Arkansas Sportsman

AGFC fields hard balls at meeting

Despite torrential rain and cold, a standing-room-only crowd attended the Arkansas Game and Fish Commission's Town Hall meeting Tuesday at Little Rock.

It was the first open forum for the Game and Fish Commission's governing body, which includes commission Chairman Ford Overton of Little Rock, Ken Reeves of Harrison, Andrew Parker of Little Rock, Joe Morgan of Little Rock, Bobby Martin of Rogers, Stan Jones of Walnut Ridge and J.D. Neeley of Camden.

Also attending were Patt Fitts, the commission's director; his staff; and the leaders of the agency's major divisions.

The forum enabled commission members to answer questions directly from members of the public. Commissioners directed questions about specific programs and policies to department heads.

Instead of hiding behind the big horseshoe desk above the audience, the commissioners sat in chairs on the floor in front of the audience.

The meeting ran 30 minutes over schedule to accommodate the 22 participants who offered questions or comments.

The commissioners expected the miserable duck season and chronic wasting disease to dominate the discussion.

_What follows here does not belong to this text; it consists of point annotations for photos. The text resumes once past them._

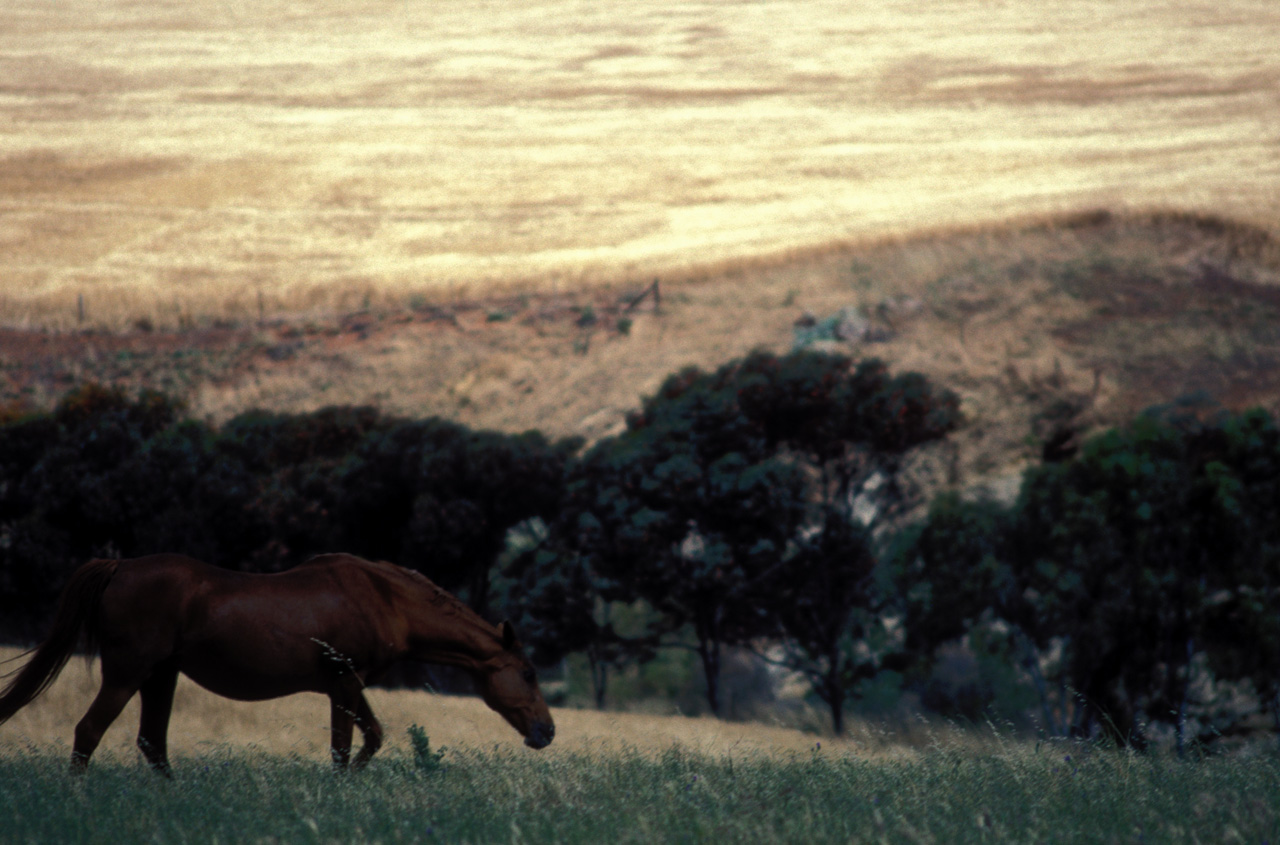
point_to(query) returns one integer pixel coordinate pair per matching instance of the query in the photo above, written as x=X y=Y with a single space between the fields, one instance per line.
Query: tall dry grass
x=298 y=725
x=183 y=161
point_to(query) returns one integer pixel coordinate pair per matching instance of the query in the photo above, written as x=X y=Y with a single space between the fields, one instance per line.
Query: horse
x=329 y=625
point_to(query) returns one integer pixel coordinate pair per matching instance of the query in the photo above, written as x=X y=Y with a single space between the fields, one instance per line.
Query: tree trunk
x=1180 y=731
x=835 y=693
x=708 y=649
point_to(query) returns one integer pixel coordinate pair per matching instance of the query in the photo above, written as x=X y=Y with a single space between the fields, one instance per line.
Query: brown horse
x=329 y=626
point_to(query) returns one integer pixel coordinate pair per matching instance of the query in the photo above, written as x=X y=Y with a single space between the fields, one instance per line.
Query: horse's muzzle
x=540 y=735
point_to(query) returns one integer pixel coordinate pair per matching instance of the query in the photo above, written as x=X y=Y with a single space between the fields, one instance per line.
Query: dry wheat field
x=177 y=161
x=298 y=725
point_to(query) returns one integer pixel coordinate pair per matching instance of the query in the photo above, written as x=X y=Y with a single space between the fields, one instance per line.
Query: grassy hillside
x=261 y=771
x=1006 y=794
x=1045 y=330
x=181 y=161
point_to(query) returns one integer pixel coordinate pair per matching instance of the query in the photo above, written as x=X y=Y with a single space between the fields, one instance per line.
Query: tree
x=1123 y=551
x=705 y=502
x=438 y=497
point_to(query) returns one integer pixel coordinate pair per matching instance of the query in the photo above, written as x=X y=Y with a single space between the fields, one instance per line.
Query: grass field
x=1005 y=794
x=259 y=772
x=181 y=161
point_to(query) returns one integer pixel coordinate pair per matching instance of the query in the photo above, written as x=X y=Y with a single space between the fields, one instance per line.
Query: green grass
x=1010 y=794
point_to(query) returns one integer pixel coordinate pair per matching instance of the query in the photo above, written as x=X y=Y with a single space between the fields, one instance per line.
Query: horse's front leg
x=371 y=730
x=342 y=720
x=348 y=708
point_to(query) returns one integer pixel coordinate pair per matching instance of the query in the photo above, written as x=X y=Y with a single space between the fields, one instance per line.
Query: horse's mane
x=435 y=594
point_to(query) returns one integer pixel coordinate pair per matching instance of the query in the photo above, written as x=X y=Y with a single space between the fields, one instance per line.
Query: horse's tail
x=77 y=613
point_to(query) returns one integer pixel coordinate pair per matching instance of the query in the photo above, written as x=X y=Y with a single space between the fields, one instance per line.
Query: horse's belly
x=247 y=681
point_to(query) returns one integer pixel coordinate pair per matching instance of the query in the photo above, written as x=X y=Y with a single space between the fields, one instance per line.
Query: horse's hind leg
x=88 y=732
x=154 y=725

That was not the case, probably thanks to a short presentation at the beginning by Luke Naylor, the commission's waterfowl biologist, who said he was going to "take a bite out of the elephant in the room." Naylor acknowledged the poor hunting season and attributed the paucity of ducks to an overabundance of water in the state and the widespread dispersal of ducks.

Naylor added a cautionary note when he said that duck populations are declining across the continent, and that ducks fed nocturnally at Ed Gordon/Point Remove Wildlife Management Area. Even so, duck-hunting pressure is as intense as ever. For example, 104,000 hunters bought duck stamps this year.

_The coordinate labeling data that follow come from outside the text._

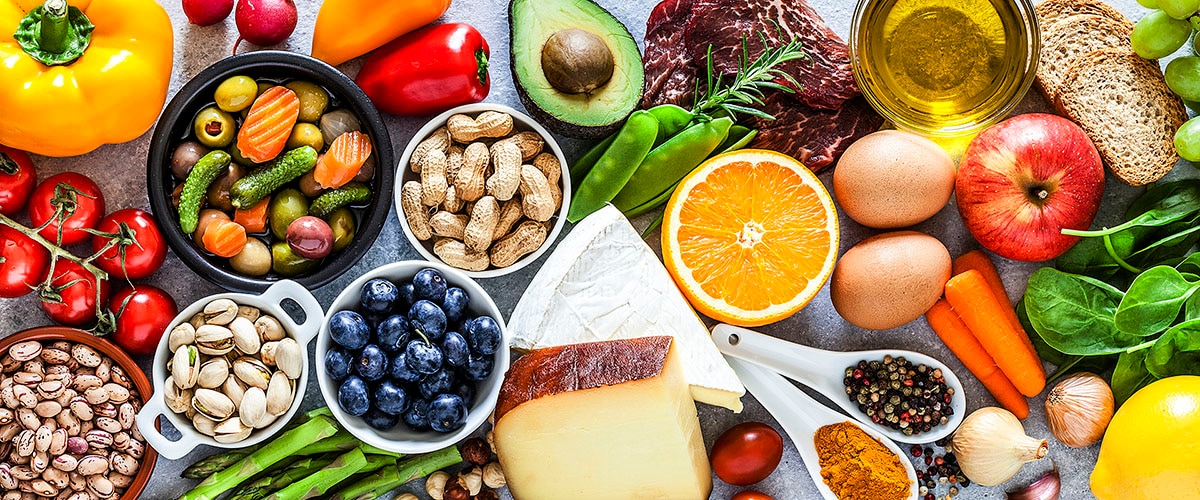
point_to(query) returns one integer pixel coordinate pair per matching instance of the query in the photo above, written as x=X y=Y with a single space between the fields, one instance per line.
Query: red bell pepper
x=427 y=71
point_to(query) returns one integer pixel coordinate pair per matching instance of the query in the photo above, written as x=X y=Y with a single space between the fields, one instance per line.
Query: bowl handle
x=312 y=311
x=166 y=447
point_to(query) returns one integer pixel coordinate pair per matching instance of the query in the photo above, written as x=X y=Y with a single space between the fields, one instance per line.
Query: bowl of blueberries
x=411 y=356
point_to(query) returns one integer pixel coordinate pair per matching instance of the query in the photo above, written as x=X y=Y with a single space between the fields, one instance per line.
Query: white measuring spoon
x=823 y=372
x=802 y=416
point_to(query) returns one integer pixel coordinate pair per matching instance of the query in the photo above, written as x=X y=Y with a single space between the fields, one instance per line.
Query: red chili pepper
x=427 y=71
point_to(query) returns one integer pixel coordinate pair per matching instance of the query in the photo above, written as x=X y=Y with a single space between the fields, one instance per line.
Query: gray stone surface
x=816 y=325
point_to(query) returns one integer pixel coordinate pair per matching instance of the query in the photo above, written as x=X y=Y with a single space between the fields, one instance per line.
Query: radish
x=207 y=12
x=264 y=22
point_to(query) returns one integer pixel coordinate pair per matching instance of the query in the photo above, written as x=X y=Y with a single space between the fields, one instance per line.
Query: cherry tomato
x=77 y=290
x=138 y=239
x=82 y=202
x=142 y=315
x=17 y=180
x=747 y=453
x=22 y=263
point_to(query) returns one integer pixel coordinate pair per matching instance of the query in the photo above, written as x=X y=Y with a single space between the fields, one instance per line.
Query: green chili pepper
x=613 y=169
x=669 y=163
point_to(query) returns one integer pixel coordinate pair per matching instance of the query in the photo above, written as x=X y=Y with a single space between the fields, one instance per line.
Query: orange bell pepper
x=73 y=79
x=347 y=29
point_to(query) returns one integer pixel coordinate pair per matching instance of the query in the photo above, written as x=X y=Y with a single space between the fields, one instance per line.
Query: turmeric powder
x=856 y=467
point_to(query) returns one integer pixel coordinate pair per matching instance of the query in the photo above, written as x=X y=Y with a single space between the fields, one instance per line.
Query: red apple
x=1024 y=180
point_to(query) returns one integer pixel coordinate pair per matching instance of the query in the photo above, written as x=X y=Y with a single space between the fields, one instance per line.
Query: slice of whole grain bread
x=1126 y=108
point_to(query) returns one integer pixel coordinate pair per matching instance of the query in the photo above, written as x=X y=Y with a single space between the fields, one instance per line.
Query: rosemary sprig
x=745 y=90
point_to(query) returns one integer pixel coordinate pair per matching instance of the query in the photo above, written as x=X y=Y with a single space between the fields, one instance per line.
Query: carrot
x=225 y=238
x=343 y=160
x=955 y=335
x=269 y=124
x=253 y=218
x=982 y=263
x=971 y=296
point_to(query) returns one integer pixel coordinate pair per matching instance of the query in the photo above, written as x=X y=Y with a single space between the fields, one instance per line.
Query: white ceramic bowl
x=521 y=122
x=400 y=439
x=270 y=303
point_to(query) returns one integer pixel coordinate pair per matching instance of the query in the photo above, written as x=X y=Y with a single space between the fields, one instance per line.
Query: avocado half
x=589 y=115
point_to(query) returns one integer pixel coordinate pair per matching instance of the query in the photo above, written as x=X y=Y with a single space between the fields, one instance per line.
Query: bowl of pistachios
x=232 y=369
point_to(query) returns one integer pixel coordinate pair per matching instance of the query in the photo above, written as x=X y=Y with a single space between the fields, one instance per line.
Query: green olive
x=342 y=223
x=235 y=94
x=255 y=258
x=305 y=134
x=214 y=127
x=287 y=205
x=313 y=100
x=286 y=263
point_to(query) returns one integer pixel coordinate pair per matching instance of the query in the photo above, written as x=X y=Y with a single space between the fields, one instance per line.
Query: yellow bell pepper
x=63 y=94
x=347 y=29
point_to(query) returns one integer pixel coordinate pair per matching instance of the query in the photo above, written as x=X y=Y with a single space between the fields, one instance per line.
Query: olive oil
x=945 y=67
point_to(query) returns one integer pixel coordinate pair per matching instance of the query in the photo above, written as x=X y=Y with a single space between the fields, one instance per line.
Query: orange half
x=750 y=236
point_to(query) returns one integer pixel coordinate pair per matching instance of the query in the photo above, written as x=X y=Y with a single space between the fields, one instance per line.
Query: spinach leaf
x=1153 y=301
x=1074 y=313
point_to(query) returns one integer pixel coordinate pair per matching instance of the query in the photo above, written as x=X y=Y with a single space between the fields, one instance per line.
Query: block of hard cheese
x=601 y=420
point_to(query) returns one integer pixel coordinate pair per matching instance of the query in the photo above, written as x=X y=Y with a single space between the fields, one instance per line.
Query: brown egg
x=893 y=179
x=889 y=279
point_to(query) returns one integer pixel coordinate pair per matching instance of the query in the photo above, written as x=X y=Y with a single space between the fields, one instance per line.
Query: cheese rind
x=569 y=427
x=603 y=282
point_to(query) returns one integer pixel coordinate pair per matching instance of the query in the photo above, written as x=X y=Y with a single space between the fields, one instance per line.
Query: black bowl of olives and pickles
x=270 y=166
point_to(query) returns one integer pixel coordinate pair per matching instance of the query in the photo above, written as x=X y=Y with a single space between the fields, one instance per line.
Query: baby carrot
x=981 y=311
x=955 y=335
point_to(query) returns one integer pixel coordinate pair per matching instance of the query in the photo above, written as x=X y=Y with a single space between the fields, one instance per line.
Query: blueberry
x=455 y=303
x=352 y=396
x=400 y=371
x=381 y=420
x=423 y=357
x=478 y=368
x=379 y=296
x=372 y=363
x=430 y=284
x=426 y=318
x=447 y=413
x=337 y=363
x=418 y=415
x=455 y=350
x=484 y=335
x=349 y=330
x=393 y=332
x=390 y=398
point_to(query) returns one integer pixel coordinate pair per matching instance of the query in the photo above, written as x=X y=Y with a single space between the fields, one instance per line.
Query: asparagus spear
x=388 y=479
x=317 y=483
x=283 y=446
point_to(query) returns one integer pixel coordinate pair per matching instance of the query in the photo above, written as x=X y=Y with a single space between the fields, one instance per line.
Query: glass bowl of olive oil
x=945 y=67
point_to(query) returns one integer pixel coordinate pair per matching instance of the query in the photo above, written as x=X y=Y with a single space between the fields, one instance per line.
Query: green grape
x=1158 y=35
x=1179 y=8
x=1183 y=77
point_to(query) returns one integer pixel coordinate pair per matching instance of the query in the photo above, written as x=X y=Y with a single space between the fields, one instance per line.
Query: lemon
x=1151 y=449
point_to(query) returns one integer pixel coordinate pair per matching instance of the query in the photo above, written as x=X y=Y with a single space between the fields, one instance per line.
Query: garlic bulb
x=1079 y=409
x=991 y=446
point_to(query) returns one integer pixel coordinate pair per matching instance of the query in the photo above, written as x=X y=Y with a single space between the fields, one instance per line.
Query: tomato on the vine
x=17 y=180
x=79 y=200
x=138 y=244
x=142 y=317
x=23 y=263
x=72 y=296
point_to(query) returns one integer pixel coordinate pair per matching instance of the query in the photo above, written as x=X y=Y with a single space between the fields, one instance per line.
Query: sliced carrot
x=971 y=296
x=343 y=160
x=955 y=335
x=982 y=263
x=225 y=238
x=269 y=124
x=253 y=218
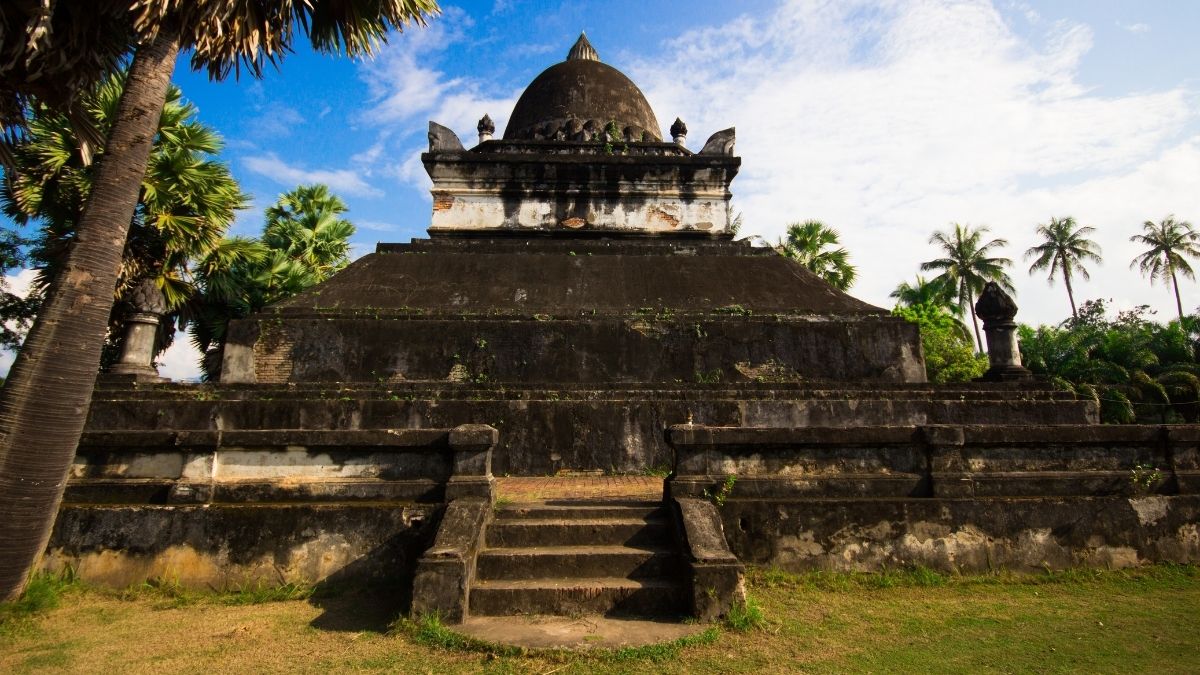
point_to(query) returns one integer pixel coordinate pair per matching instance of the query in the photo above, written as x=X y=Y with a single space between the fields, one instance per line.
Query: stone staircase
x=616 y=557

"That shocked me," Naylor said. "I thought that would drop. Pressure is as high as it's ever been in Arkansas."

In the 1970s, ducks were exposed to 700 days of hunting in the Mississippi Flyway, Naylor said. Now they are exposed to more than 1,000 days of hunting in the Mississippi Flyway.

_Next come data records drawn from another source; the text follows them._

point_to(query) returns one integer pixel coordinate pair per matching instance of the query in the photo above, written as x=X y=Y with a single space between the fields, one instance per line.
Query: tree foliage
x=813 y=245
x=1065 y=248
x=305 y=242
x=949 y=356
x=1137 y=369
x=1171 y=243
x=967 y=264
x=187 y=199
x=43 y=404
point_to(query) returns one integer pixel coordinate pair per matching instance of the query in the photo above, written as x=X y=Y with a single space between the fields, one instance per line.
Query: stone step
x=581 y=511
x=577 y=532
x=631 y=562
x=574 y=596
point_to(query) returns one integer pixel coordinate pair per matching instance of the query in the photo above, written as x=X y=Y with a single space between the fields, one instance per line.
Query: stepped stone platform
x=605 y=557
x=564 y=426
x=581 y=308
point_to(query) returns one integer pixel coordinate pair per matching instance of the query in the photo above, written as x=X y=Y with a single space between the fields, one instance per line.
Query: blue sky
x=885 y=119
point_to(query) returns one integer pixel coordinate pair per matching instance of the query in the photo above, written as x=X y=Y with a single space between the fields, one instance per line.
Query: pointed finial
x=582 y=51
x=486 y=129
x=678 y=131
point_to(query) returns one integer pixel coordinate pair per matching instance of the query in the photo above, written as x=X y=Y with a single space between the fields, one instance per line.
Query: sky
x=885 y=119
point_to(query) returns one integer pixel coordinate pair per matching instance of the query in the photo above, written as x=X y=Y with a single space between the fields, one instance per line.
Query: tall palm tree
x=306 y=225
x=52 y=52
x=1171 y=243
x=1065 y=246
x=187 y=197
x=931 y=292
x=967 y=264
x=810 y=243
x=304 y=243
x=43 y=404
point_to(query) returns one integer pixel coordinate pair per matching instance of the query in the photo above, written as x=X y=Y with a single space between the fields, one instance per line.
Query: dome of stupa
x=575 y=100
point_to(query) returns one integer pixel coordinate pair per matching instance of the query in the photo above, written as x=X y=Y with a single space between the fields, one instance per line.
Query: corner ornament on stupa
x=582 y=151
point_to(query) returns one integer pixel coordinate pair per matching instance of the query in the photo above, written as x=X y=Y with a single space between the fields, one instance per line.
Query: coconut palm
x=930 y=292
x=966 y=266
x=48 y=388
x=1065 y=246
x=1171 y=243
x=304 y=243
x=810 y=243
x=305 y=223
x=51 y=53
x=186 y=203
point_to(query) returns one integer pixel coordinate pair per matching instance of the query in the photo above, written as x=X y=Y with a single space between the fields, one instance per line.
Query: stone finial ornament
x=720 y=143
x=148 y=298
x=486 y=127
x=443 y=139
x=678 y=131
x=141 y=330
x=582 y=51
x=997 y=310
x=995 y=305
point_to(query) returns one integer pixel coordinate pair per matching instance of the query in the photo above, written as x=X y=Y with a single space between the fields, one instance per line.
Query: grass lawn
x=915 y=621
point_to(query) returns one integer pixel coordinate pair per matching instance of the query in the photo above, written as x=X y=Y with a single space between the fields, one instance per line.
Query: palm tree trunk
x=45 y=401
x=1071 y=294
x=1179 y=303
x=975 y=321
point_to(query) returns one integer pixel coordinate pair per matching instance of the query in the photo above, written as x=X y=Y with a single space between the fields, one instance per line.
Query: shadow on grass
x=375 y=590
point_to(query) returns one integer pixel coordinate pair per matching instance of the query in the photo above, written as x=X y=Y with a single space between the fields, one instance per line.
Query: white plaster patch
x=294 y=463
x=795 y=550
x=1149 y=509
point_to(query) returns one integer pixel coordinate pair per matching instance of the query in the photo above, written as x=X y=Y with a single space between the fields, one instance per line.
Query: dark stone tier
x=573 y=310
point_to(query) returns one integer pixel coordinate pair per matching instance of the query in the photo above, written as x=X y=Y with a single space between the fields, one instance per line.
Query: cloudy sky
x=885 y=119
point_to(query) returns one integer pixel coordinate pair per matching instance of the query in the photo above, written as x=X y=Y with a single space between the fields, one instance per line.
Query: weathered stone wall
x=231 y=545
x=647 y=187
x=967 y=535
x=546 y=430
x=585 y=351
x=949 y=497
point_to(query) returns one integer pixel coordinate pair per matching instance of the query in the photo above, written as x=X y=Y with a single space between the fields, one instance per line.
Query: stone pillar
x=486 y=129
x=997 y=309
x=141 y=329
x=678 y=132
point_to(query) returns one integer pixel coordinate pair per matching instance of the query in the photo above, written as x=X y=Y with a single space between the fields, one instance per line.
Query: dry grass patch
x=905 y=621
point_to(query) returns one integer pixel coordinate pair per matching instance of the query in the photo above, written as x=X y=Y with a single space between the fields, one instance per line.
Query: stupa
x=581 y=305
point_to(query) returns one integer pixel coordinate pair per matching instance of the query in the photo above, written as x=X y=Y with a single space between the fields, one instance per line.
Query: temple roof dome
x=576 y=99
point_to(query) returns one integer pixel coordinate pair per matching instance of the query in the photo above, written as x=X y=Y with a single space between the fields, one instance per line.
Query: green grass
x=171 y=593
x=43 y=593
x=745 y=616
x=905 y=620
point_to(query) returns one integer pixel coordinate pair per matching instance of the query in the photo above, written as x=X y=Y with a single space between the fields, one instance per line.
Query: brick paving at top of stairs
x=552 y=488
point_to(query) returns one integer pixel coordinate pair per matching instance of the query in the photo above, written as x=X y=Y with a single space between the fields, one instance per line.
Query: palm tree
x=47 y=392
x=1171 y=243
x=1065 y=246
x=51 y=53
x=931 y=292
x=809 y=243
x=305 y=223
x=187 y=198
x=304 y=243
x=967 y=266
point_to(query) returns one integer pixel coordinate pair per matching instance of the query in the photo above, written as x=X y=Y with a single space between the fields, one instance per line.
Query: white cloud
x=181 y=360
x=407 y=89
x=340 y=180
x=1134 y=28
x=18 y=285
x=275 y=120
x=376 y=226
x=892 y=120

"Arkansas is still the destination for ducks and duck hunters," Naylor said. "I'm confident that we'll be in the top three again in duck harvest. Mallard harvest in Arkansas is over half a million. The next highest state is a little over half of that. Arkansas is still the place to be. As an agency, our focus should be on what we can control, monitoring populations and providing as much habitat as we can."

Surprisingly, more than 70 percent of the input was about managing wild turkeys and bass fishing.

Jeremy Miller of Greenwood asked why the Arkansas Wildlife Code does not specify a distance within which hunting turkeys over bait is prohibited. He said the vague wording of the regulation leaves interpretation entirely up to wildlife officers.

The commission revisited Miller's question at its regulations committee meeting Wednesday. Reeves, an avid turkey hunter, said the regulation must be clarified.

"If a case were to go to the Supreme Court, I would not bet on our side," Reeves said.

Joel Rawls recommended reducing the season bag limit from two gobblers to just one.

Reeves acknowledged that the commission has taken incremental steps to reduce the number of gobblers killed in the spring, from shortening the length of the season to opening the spring turkey season on Monday. He suggested additional steps might be appropriate.

Citing figures that demonstrate the social and financial importance of fishing in Arkansas, Alan Perkins of Little Rock said the commission should devote a larger percentage of its budget to fishing. He also said the commission should prioritize improving bass fishing on the Arkansas River.

Overton invited Perkins to make a formal presentation to the commission at a later date.

A doctor from Little Rock whose name I didn't catch sharply criticized the commission for spending $5 million on a new nature center in Springdale instead of on actual fish and wildlife related projects. He also challenged the commission to prove that the nature centers are effective at recruiting new hunters and anglers.

That stung a raw nerve with members of the commission who say that the Northwest Arkansas Nature Center is vital because the commission has virtually no presence in the fastest growing part of the state.

U.S. Rep. French Hill sent a letter to express his support for the Modernizing the Pittman-Robertson Fund for Tomorrow's Needs Act (H.R. 877), the Chronic Wasting Disease Study Act (H.R. 837), reauthorizing the Land and Water Conservation Fund and other wildlife-related federal legislation.

Hill also suggested creating a new license category for nonhunting and nonhunting beneficiaries of Game and Fish Commission programs.